Nicholas Temple’s book renovatio urbis is a remarkable contribution to the literature on the urbanism of Rome. The author explores in considerable detail the series of projects (urban, architectural and painterly) which were initiated in the city by Pope Julius II during the decade of his papacy from 1503 to 1513. The warrior pope’s purpose was to recast the image of the city as the centre of Christendom and thereby reinforce the status of his office. The method used by Professor Temple in his analysis of this body of work is to synthesise the archival and literary sources with the visual tools of the architect to present a convincing set of interlinked analyses of the city’s topography, its representations and the relationships between major urban monuments both ancient and contemporary.

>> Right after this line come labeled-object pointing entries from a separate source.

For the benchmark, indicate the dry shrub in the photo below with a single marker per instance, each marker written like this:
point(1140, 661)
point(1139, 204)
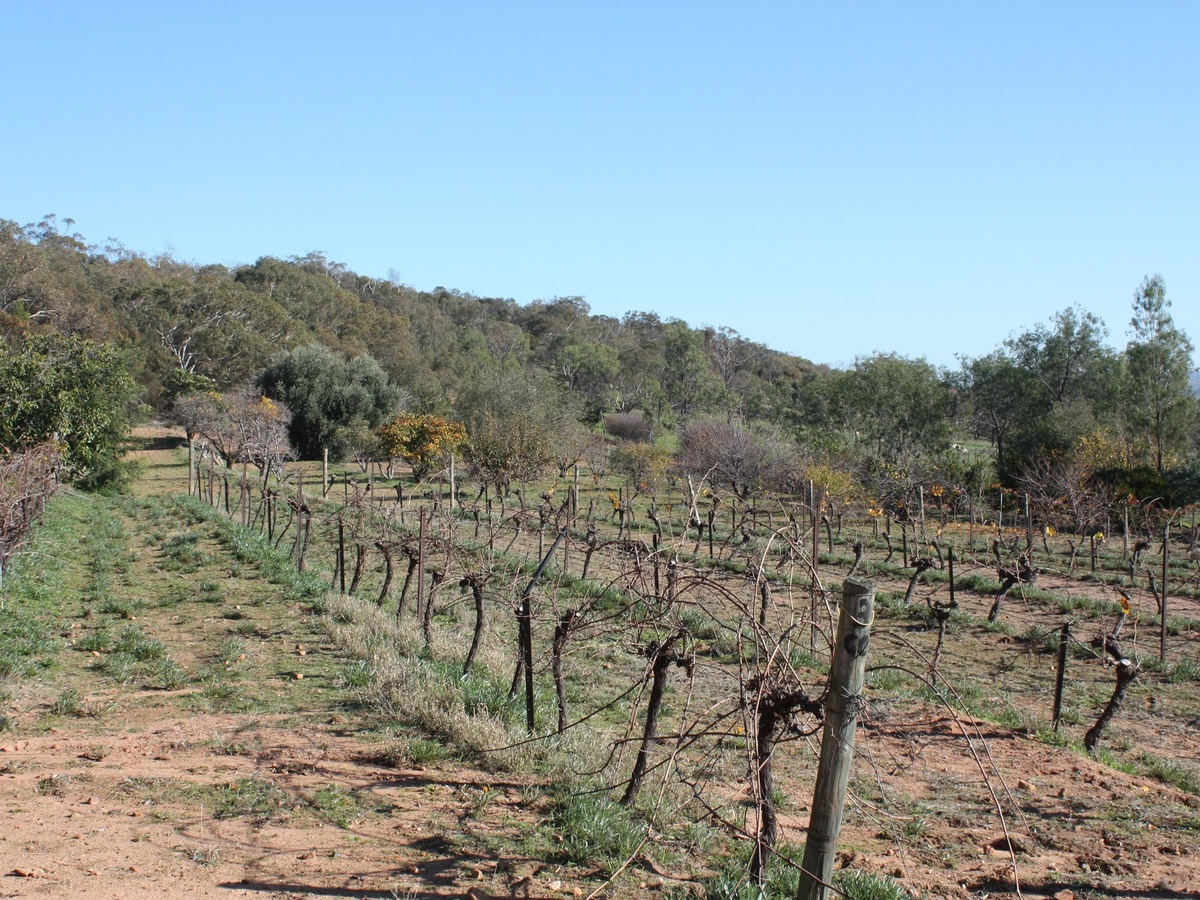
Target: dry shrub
point(628, 426)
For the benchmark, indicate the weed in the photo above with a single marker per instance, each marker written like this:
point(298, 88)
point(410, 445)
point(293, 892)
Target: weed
point(121, 609)
point(336, 805)
point(358, 675)
point(53, 785)
point(99, 641)
point(231, 653)
point(865, 886)
point(1170, 772)
point(1187, 670)
point(595, 829)
point(252, 798)
point(69, 702)
point(203, 856)
point(120, 667)
point(135, 642)
point(169, 676)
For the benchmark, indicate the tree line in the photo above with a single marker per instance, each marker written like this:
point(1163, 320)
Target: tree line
point(1057, 408)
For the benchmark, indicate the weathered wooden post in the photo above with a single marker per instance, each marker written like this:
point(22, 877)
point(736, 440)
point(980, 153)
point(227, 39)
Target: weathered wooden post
point(191, 466)
point(843, 707)
point(1162, 605)
point(1060, 677)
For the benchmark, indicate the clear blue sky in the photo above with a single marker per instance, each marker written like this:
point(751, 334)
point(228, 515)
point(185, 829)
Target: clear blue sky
point(829, 179)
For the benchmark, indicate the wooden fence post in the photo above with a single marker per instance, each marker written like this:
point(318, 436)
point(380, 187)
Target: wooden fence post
point(846, 675)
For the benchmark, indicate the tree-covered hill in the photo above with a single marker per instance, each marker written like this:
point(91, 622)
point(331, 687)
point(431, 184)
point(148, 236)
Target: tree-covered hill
point(1055, 402)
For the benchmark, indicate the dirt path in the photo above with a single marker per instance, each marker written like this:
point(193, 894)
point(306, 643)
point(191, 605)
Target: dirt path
point(130, 790)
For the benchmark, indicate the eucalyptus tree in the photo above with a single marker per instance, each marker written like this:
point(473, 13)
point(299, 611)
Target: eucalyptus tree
point(1158, 357)
point(327, 393)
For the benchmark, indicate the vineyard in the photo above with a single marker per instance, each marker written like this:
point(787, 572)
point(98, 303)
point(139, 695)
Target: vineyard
point(606, 687)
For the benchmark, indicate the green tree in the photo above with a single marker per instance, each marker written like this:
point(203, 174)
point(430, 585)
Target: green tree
point(895, 403)
point(72, 391)
point(514, 419)
point(1158, 359)
point(689, 383)
point(325, 393)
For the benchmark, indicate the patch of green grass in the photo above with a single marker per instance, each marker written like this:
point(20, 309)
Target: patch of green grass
point(1171, 772)
point(121, 667)
point(595, 831)
point(253, 798)
point(1186, 670)
point(865, 886)
point(135, 642)
point(99, 641)
point(358, 675)
point(70, 703)
point(336, 805)
point(169, 676)
point(181, 552)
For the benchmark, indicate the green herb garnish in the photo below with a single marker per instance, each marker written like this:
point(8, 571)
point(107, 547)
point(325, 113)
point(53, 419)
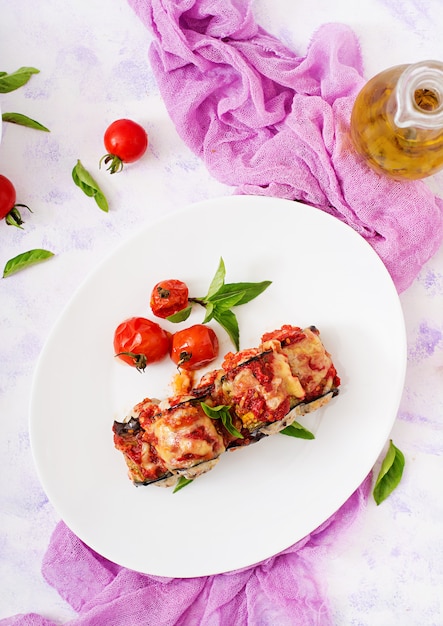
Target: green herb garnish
point(219, 301)
point(222, 413)
point(390, 473)
point(297, 430)
point(83, 179)
point(182, 482)
point(25, 260)
point(11, 82)
point(23, 120)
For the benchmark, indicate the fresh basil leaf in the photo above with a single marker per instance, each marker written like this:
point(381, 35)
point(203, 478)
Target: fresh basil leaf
point(297, 430)
point(390, 473)
point(218, 280)
point(229, 322)
point(249, 291)
point(180, 316)
point(223, 413)
point(83, 179)
point(101, 201)
point(23, 120)
point(209, 314)
point(11, 82)
point(182, 482)
point(226, 302)
point(31, 257)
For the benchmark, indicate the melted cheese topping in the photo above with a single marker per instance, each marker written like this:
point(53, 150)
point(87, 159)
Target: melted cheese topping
point(185, 436)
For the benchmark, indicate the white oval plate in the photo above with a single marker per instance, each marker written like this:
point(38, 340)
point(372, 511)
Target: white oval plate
point(256, 501)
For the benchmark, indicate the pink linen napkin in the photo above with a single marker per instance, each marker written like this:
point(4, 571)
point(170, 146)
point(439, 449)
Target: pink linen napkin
point(266, 122)
point(285, 590)
point(272, 123)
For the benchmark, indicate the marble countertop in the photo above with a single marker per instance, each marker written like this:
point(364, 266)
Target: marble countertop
point(92, 56)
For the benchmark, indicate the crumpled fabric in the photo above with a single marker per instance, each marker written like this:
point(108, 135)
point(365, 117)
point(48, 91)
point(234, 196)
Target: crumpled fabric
point(269, 122)
point(285, 590)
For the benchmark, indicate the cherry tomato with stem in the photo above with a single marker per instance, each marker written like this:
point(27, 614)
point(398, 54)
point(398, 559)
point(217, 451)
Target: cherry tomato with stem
point(139, 342)
point(169, 297)
point(125, 142)
point(8, 206)
point(194, 347)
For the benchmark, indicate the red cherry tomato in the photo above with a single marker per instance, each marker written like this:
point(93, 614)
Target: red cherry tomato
point(7, 196)
point(194, 347)
point(125, 142)
point(139, 342)
point(169, 297)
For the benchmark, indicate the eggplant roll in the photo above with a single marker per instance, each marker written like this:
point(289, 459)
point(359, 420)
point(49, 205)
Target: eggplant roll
point(261, 391)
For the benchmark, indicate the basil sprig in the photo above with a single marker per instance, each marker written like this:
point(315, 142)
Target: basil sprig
point(11, 82)
point(390, 473)
point(31, 257)
point(83, 179)
point(182, 482)
point(222, 413)
point(23, 120)
point(220, 299)
point(297, 430)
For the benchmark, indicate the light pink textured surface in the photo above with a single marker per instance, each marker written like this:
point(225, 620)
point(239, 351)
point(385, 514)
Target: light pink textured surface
point(94, 68)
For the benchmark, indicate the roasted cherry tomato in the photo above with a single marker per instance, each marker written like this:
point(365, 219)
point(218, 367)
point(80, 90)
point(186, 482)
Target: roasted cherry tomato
point(139, 342)
point(8, 207)
point(194, 347)
point(125, 142)
point(169, 297)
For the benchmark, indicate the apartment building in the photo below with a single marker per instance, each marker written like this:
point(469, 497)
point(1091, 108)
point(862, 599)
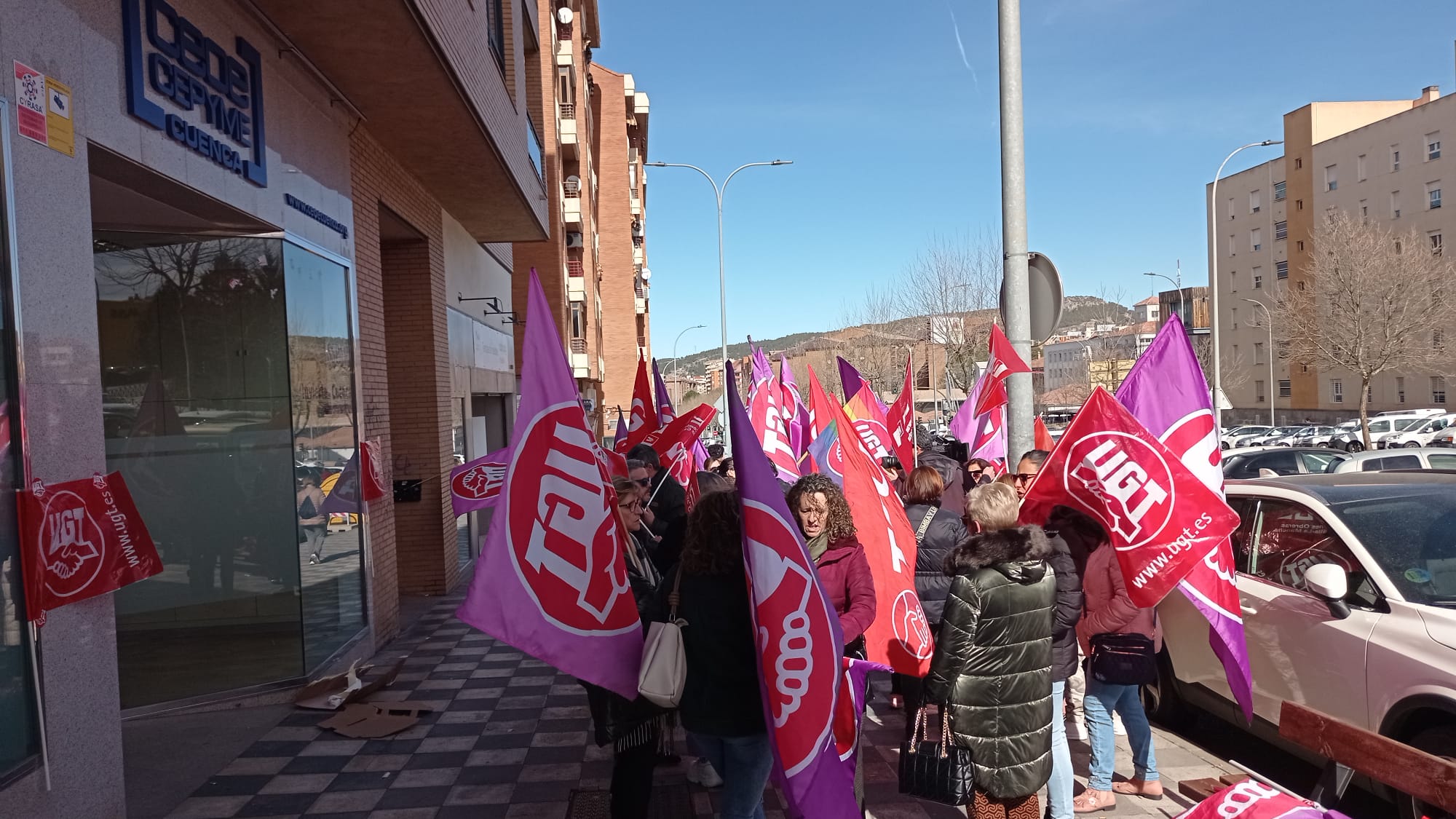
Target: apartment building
point(1378, 159)
point(593, 266)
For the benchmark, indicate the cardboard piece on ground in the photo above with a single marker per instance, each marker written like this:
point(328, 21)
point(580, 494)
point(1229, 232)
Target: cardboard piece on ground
point(373, 720)
point(333, 692)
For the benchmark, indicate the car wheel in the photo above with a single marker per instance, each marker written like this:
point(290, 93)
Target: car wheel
point(1161, 698)
point(1439, 740)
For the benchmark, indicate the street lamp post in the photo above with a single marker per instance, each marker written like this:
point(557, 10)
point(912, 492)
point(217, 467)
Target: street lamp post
point(1179, 285)
point(1214, 277)
point(723, 282)
point(1269, 317)
point(678, 384)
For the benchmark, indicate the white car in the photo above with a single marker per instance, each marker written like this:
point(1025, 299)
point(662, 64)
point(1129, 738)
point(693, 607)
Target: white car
point(1348, 589)
point(1420, 435)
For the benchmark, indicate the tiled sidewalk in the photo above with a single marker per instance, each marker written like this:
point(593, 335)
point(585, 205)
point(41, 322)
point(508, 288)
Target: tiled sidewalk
point(512, 737)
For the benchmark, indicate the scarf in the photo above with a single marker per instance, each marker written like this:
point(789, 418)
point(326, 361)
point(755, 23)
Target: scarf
point(819, 545)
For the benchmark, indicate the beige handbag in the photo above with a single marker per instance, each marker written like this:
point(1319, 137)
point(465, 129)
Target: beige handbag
point(665, 663)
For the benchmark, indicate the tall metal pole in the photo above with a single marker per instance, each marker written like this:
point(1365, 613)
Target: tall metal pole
point(723, 279)
point(1014, 229)
point(676, 382)
point(1214, 279)
point(1269, 352)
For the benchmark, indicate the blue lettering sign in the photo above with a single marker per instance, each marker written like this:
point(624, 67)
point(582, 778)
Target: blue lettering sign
point(194, 74)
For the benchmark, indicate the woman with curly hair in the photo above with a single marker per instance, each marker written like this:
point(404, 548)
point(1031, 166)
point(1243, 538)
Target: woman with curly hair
point(823, 515)
point(721, 707)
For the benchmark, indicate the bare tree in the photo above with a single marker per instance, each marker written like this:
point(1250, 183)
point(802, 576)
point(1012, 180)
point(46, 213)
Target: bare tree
point(1374, 304)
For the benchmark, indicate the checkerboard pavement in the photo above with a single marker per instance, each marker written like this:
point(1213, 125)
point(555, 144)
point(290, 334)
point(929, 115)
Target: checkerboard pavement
point(512, 737)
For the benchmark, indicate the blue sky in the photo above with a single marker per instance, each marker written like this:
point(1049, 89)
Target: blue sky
point(1131, 107)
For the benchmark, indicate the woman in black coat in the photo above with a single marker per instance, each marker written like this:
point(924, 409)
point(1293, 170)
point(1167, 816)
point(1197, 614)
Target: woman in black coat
point(938, 532)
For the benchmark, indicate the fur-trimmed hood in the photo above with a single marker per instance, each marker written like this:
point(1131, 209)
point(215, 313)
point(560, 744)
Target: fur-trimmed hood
point(1021, 554)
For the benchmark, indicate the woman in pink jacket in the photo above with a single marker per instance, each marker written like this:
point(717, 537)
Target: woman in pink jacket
point(1109, 609)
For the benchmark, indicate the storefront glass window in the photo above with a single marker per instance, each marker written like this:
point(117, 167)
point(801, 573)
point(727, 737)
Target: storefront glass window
point(321, 366)
point(197, 349)
point(20, 736)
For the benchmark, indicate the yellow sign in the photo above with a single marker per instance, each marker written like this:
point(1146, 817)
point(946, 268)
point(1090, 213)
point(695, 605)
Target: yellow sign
point(59, 124)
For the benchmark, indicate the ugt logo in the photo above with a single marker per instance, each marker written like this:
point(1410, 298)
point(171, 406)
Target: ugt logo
point(563, 528)
point(74, 545)
point(1123, 480)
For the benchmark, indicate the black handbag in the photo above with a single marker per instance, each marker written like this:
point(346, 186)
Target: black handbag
point(935, 771)
point(1123, 659)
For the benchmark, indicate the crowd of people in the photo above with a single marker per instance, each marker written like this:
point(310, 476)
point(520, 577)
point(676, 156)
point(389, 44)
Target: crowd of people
point(1016, 609)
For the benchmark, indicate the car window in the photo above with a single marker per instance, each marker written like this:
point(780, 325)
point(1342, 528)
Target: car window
point(1291, 538)
point(1393, 462)
point(1320, 462)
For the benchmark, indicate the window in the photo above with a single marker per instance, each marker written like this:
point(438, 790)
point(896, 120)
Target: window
point(1291, 538)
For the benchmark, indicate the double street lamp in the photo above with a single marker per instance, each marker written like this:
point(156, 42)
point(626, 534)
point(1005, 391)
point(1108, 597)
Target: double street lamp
point(723, 282)
point(1214, 279)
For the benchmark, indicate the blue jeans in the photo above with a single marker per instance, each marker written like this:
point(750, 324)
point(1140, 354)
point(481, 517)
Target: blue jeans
point(1059, 790)
point(1101, 700)
point(745, 764)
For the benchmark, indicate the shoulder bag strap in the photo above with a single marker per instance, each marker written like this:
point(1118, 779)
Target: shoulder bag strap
point(925, 525)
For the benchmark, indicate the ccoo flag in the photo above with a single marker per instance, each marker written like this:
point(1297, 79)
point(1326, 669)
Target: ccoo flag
point(800, 641)
point(553, 577)
point(1168, 394)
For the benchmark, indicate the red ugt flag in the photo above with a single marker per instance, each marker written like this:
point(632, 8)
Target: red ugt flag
point(1004, 362)
point(1158, 515)
point(82, 538)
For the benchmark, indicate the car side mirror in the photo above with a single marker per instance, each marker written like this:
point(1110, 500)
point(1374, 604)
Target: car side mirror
point(1332, 583)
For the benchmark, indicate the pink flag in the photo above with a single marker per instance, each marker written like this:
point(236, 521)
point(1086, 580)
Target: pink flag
point(800, 640)
point(553, 577)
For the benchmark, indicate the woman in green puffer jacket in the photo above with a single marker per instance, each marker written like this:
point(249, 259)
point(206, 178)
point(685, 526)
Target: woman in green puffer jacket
point(992, 663)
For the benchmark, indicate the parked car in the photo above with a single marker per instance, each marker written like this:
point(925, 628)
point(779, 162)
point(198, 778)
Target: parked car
point(1350, 440)
point(1251, 462)
point(1348, 585)
point(1244, 436)
point(1378, 461)
point(1314, 436)
point(1420, 435)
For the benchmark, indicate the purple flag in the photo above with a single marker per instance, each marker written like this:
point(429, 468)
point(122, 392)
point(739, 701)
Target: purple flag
point(796, 413)
point(553, 577)
point(800, 640)
point(1167, 392)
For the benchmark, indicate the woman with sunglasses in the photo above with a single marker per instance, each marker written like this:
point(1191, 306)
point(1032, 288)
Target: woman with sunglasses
point(636, 727)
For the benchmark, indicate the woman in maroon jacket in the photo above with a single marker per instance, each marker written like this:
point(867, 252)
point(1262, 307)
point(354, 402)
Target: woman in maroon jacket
point(825, 519)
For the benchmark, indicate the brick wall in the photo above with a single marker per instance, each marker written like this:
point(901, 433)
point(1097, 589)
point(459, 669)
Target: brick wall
point(404, 542)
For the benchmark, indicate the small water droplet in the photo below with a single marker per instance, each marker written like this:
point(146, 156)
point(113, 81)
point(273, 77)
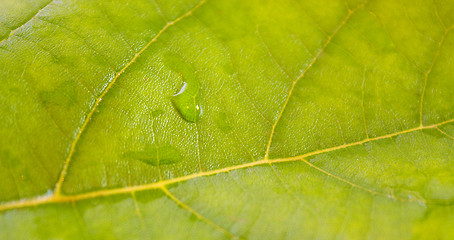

The work is structured, following the introduction, to deal successively with the Via Giulia, the Palazzo dei Tribunali, the Cortile del Belvedere, St. Peter’s Basilica and the Raphael frescoes of the Stanza della Segnatura. The figure of Bramante features in many of these projects, with Michelangelo considered in relation to his project for Julius’s tomb. The dynastic and nepotistic nature of the papal court figures in the influence of Julius’s uncle Sixtus IV and Julius’s adopted heirs in the Chigi family, who financed his grand projects. The general tone of the work is to read these highly significant individual works as fragments of a greater project to transform the city as an icon of papal authority.
An especially successful element of the book is the invoking of lost or minor ancient monuments as the possible sources of new renaissance urban elements. In this regard the recurring use of the Arch of Janus Quadrifrons as a surviving symbol of mythical Etruscan origins is particularly interesting to contrast with the more familiar narrative of the spatial idealism associated with the Greek cross plan. The diagrams, many of them drawn by Peter Baldwin, are particularly helpful in testing some of these hypotheses either across the city’s topography or in the fictional space of perspective construction in a fresco. This visual analysis, however, is always supported by literary, epigraphic or numismatic evidence, indicative of scholarship of the highest level.
The book stands as the equal of other significant studies of papal urbanists such as Carroll William Westfall’s work on Nicholas V In this most perfect paradise (1975) and Richard Krautheimer’s The Rome of Alexander VII (1985). However, the innovative nature of Temple’s analysis is probably best compared to Diane Favro’s The Urban Image of Augustan Rome (1998). Here too Temple takes care to demonstrate with plans and diagrams how the city was composed as a theological manifesto of the historic claims of the church as the successor of imperial Rome. The enduring continuity of the city, though, is evidence of the remarkable fact that nearly five hundred years after the death of the supreme patron of pre-Reformation Europe we still need to know more about his powerful commissions and creations, and this book provides some very original answers.